Green Tree Financial Corp. v. Bazzle, 539 U.S. 444 (2003)
Relevant Facts: Multiple consumers separately received loans from Green Tree to buy mobile homes. The loan contracts each included a choice of law provision and an arbitration clause. The consumers sued, independently of each other, and Green Tree moved to compel arbitration in each action. The plaintiffs then came together and sought class status. The court granted the class certification and also ordered arbitration. The class plaintiffs won over $10M in arbitration. The defendant appealed, claiming class arbitration was legally impermissible. The state supreme court ruled for the class plaintiffs, holding “that the contracts were silent in respect to arbitration, that they consequently authorized class arbitration, and that arbitration had properly taken that form.”

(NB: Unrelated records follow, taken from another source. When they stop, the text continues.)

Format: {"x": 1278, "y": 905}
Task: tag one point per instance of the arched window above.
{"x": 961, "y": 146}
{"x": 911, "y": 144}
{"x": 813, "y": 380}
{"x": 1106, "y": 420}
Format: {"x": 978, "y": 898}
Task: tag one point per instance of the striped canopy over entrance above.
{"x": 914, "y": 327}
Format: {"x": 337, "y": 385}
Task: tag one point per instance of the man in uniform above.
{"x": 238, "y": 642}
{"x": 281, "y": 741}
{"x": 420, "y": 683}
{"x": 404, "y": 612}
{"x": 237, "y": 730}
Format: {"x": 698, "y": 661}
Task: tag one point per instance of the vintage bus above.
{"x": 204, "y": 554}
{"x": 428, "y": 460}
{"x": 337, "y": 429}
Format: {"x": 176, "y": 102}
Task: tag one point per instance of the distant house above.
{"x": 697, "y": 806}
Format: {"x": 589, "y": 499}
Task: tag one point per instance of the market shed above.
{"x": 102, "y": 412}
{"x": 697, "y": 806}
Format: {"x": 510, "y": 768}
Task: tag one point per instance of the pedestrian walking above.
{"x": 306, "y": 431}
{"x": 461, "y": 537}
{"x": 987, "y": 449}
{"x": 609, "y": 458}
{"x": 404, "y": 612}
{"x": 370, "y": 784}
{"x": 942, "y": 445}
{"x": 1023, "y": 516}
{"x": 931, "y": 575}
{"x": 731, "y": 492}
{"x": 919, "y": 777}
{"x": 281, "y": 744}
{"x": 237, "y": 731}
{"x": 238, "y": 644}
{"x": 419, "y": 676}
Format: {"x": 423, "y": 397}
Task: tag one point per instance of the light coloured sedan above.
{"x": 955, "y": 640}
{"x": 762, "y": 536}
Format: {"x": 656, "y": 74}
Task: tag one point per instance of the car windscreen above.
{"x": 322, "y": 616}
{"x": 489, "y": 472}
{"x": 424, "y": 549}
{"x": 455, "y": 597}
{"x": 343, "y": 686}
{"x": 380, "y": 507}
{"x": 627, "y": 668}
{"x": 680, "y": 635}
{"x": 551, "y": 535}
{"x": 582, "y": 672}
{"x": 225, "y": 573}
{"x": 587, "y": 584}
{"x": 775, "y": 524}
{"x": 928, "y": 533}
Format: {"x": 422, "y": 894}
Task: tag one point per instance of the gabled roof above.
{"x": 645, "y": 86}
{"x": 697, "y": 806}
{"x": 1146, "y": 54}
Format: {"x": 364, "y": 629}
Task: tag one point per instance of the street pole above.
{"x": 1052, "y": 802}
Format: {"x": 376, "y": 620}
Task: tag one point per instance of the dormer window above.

Question Before The Court: Whether the question of an arbitration clause can be enforced collectively should be determined by a judge or an arbitrator.
The Opinion: Under the facts, a plurality concluded that an arbitrator must determine whether a contract forbids class arbitration. To the Court, the relevant question was what kind of arbitral proceedings the parties agreed to – individual or class? In the Court’s view, the answer is to be determined as a matter of contract interpretation on a case by case basis, something the Court reasoned arbitrators are well situated to resolve. The Court held that because it was not a question of whether arbitration would occur, but what form of arbitration would occur—individual or class—the arbitrator could decide.
The Court further provided, “In certain limited cases, courts assume that the parties intended courts, not arbitrators, to decide a particular arbitration-related matter. These limited instances typically involve . . . certain gateway matters, such as whether the parties have a valid arbitration agreement at all or whether a concededly binding arbitration clause applies to a certain type of controversy.”
It is worth noting that the Justices, in speaking about the different types of arbitral proceedings, never questioned the permissibility of class proceedings in arbitration. On the contrary, this opinion reads as though it was a foregone conclusion that class arbitrations are fine so long as the parties agreed to it. This assumption deteriorates in the next few cases, as the Court begins to redefine the very nature of arbitration. In hindsight, you can see what this case truly set the stage for the enforceability of class action bans in forced arbitration clauses. It also set up the Court’s holding in Rent-A-Center, West v. Jackson, 561 U.S. 63 (2010), which established broad acceptance of delegation provisions in forced arbitration clauses.